News / South Africa

Thabitha Mahlangu
3 minute read
12 Oct 2018
1:27 pm

Mr and Miss University of Venda face cyberbullying

Thabitha Mahlangu

Miss UniVen was called 'ugly' and 'too dark' to be a beauty queen while Mr UniVen was deemed 'too short' to hold the title.

Thamathama Ratshili (Miss University of Venda 2018/2019) and Vongani Dumela (Mr University of Venda 2018/2019)

Cyberbullying is a form of harassment that occurs on the web or on the internet and the latest victims thereof were recently crowned Mr and Miss University of Venda 2019 at the University of Limpopo over the past weekend, Review reports.

According to one of the judges, founder and CEO of SAMYF (South African Modelling Youth Forum) Percy Mohale, the problem started when photos of the two winners began circulating and trending on social media.
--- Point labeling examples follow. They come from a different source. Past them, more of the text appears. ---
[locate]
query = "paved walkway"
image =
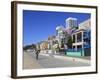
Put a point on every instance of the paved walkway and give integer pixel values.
(46, 61)
(29, 62)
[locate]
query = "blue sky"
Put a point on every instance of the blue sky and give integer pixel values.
(38, 25)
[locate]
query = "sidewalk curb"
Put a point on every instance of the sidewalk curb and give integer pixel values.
(69, 58)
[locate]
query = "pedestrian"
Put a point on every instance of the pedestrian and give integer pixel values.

Miss UniVen 2019 was called ugly and too dark to be a beauty queen while Mr UniVen was deemed too short to hold the title.

Mr and Mrs UniVen 2019

Percy told Review: “The problem with the community/audience is that they assume that beauty pageants are only about physical beauty and that is not the case. As judges, we look at various attributes and characteristics which go beyond physical looks, which is exactly how the contestants of this competition were critiqued and assessed. It very sad that the community, as well as fellow contestants, would even go to such an extent to trash and tarnish young people’s reputations who are merely just trying to improve, empower, and transform themselves as individuals.”
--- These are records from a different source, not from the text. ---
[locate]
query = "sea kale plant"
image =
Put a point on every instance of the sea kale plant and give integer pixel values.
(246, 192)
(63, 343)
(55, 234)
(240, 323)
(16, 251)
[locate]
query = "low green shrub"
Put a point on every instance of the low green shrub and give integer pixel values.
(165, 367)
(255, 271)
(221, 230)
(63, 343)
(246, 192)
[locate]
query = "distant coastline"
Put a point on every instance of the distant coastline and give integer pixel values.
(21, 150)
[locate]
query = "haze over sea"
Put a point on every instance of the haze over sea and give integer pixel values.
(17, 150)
Percy said that he, together with the other judges, advised the winners of the pageant Thamathama Ratshili (Miss University of Venda 2018/2019) and Vongani Dumela (Mr University of Venda 2018/2019) to not respond to the posts and focus on performing their duties and growing their brands.

Thamathama Ratshili (Miss University of Venda 2018/2019).

Vongani Dumela (Mr University of Venda 2018/2019)

Review spoke to Vinolia Masera, a Campaign Manager who said that there are no rules with regards to using social media platforms. “Social media is a platform for people to express themselves freely and share whatever content that they want. As long as the content is not of violent, disturbing, or pornographic nature as the sites will ban the content.

“In some instances, unfortunately, the content does circulate too fast and causes great damage that even having it pulled down from the web will not restore one’s reputation or dignity. Users are allowed to post any other content, however, in today’s time people do post offensive content and justify it as having freedom of expression, little do they know that they actually can get on the wrong side of the law as the internet is a very wide platform and nothing is really censored or private.”

Vinolia also advised web users to very extra careful with what they post on social media as that can decrease their chances of progressing in life as employers/recruiters are now looking up potential candidates on social media before calling them in for interviews. This is to assess their characters and overall social status so it is crucial to keep your content clean and less aggressive/offensive in order to maintain a good reputation.

The two winners seemed unbothered by the posts and said that they decided to take the nasty comments and criticism as stepping stones to better themselves.

“Criticism will always be there and people just need to learn to accept them and take them and use those to improve themselves. They can either build or break you as a person, the decision is yours,” said Thamathama, current Miss University of Limpopo.